Reputation: 869
I have deployed Flink cluster with configuration for parallelism as follows:
jobmanager.heap.mb: 2048
taskmanager.heap.mb: 2048
taskmanager.numberOfTaskSlots: 5
parallelism.default: 2
But if I try to run any example or jar even with -p
flag I receive the following error:
org.apache.flink.runtime.jobmanager.scheduler.NoResourceAvailableException:
Not enough free slots available to run the job. You can decrease the operator parallelism or increase the number of slots per TaskManager in the configuration.
Task to schedule: < Attempt #1 (Source: Custom Source -> Sink: Unnamed (1/1)) @ (unassigned) - [SCHEDULED] > with groupID < 22f48c24254702e4d1674069e455c81a > in sharing group < SlotSharingGroup [22f48c24254702e4d1674069e455c81a] >. Resources available to scheduler:
Number of instances=0, total number of slots=0, available slots=0
at org.apache.flink.runtime.jobmanager.scheduler.Scheduler.scheduleTask(Scheduler.java:255)

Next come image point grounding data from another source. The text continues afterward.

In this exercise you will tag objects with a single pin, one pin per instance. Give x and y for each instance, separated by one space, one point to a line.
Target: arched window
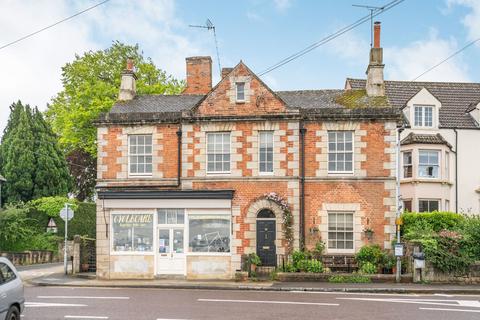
266 213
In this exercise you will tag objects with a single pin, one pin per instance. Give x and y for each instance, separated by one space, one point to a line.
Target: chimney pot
375 85
199 75
376 34
128 87
226 71
130 64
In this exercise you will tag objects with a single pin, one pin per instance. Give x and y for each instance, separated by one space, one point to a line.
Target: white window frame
336 250
336 151
266 173
202 212
141 174
404 165
430 200
423 118
133 253
428 164
230 153
237 92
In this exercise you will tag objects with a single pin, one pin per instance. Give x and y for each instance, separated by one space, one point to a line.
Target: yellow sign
133 220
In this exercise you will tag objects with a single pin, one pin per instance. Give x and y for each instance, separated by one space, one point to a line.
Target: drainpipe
456 169
179 155
399 206
302 186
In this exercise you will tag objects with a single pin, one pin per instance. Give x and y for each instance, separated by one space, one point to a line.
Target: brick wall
258 98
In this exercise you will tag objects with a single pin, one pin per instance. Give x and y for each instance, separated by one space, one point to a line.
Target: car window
6 273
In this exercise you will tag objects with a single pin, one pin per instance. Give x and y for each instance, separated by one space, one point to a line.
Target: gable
422 98
259 99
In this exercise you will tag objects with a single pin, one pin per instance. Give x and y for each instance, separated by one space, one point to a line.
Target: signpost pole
65 246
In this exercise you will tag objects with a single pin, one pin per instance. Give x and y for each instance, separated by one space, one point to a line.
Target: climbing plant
287 218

at org.apache.flink.runtime.jobmanager.scheduler.Scheduler.scheduleImmediately(Scheduler.java:131)
at org.apache.flink.runtime.executiongraph.Execution.scheduleForExecution(Execution.java:303)

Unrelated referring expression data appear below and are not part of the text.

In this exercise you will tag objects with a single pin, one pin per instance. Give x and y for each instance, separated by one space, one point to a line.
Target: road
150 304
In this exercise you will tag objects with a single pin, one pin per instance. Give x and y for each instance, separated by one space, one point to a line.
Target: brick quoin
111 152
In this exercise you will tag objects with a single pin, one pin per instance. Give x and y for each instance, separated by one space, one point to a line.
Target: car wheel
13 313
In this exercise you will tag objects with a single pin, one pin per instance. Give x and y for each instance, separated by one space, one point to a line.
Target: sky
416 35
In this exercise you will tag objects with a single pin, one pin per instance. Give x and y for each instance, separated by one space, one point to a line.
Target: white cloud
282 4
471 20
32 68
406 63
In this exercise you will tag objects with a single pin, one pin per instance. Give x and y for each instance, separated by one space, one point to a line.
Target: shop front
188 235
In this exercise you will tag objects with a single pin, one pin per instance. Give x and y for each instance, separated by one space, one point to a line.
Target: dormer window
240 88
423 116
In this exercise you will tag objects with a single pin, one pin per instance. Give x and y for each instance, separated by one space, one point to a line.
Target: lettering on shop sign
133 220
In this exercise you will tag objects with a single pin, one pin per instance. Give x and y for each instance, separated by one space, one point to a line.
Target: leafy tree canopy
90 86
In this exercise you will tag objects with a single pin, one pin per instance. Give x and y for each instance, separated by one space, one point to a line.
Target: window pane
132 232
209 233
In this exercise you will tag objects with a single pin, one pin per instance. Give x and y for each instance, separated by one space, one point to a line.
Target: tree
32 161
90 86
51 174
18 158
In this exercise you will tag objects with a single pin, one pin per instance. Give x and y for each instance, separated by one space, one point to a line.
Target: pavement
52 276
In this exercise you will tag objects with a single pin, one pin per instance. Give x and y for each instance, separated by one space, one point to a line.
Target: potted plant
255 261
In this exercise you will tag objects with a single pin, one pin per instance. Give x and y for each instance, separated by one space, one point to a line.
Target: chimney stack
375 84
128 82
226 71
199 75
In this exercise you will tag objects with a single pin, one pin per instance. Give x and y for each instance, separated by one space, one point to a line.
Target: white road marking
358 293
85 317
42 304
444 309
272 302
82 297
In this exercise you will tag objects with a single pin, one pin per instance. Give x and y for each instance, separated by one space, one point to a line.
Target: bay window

at org.apache.flink.runtime.executiongraph.ExecutionVertex.scheduleForExecution(ExecutionVertex.java:453)
at org.apache.flink.runtime.executiongraph.ExecutionJobVertex.scheduleAll(ExecutionJobVertex.java:326)
at org.apache.flink.runtime.executiongraph.ExecutionGraph.scheduleForExecution(ExecutionGraph.java:742)
at org.apache.flink.runtime.executiongraph.ExecutionGraph.restart(ExecutionGraph.java:889)
at org.apache.flink.runtime.executiongraph.restart.FixedDelayRestartStrategy$1.call(FixedDelayRestartStrategy.java:80)
at akka.dispatch.Futures$$anonfun$future$1.apply(Future.scala:94)
at scala.concurrent.impl.Future$PromiseCompletingRunnable.liftedTree1$1(Future.scala:24)
at scala.concurrent.impl.Future$PromiseCompletingRunnable.run(Future.scala:24)
at scala.concurrent.impl.ExecutionContextImpl$AdaptedForkJoinTask.exec(ExecutionContextImpl.scala:121)
at scala.concurrent.forkjoin.ForkJoinTask.doExec(ForkJoinTask.java:260)
at scala.concurrent.forkjoin.ForkJoinPool$WorkQueue.runTask(ForkJoinPool.java:1339)
at scala.concurrent.forkjoin.ForkJoinPool.runWorker(ForkJoinPool.java:1979)
at scala.concurrent.forkjoin.ForkJoinWorkerThread.run(ForkJoinWorkerThread.java:107)
Which should not come as a surprise, as dashboard shows:
I tried restarting a cluster for several times, but it seems not to use the configuration.
Upvotes: 11
Views: 13343
Reputation: 1932
Finally I got solution for this FLINK issue is my case. First I will explain the Root cause and then explain solution.
Please Check the Flink logs and tail the task-executor logs
tail -500f flink-root-taskexecutor-3-osboxes.out Found following logs.
Invalid maximum direct memory size: -XX:MaxDirectMemorySize=8388607T
The specified size exceeds the maximum representable size.
Error: Could not create the Java Virtual Machine.
Error: A fatal exception has occurred. Program will exit.
Why this is coming because Java version is not correct. OS is 64 bit based but I installed jdk 32 bits.
Solution: 1. Install correct JDK-1.8 64 bit [After installation error in task-executor got disappear]
My problem got resolved and Flink cluster running perfectly in local and on cloud.
Upvotes: 0
Reputation: 131
I got the same issue, and I remember when to Spark running into problems, that's because I newly installed JDK11 for tests, that change my env var JAVA_HOME
to
/Library/Java/JavaVirtualMachines/jdk-11.jdk/Contents/Home.
So I set JAVA_HOME back to JDK8 use:
export JAVA_HOME=/Library/Java/JavaVirtualMachines/jdk1.8.0_45.jdk/Contents/Home
and everything runs smoothly. That path is for my Mac, you can find your own JAVA_HOME
. Hope that will help.
Upvotes: 4
Reputation: 555
Exception simply means there is no Task manger hence no slots available to run the job. Reason for Task manager going done can be many e.g. an run time exception of miss configuration. Just check the logs for exact reason. You need to restart the cluster and when task managers are available in dashboard run the job again. You can have proper restart strategy defined in config like FIXED delay restart so that job will retry in case of genuine failure.
Upvotes: 0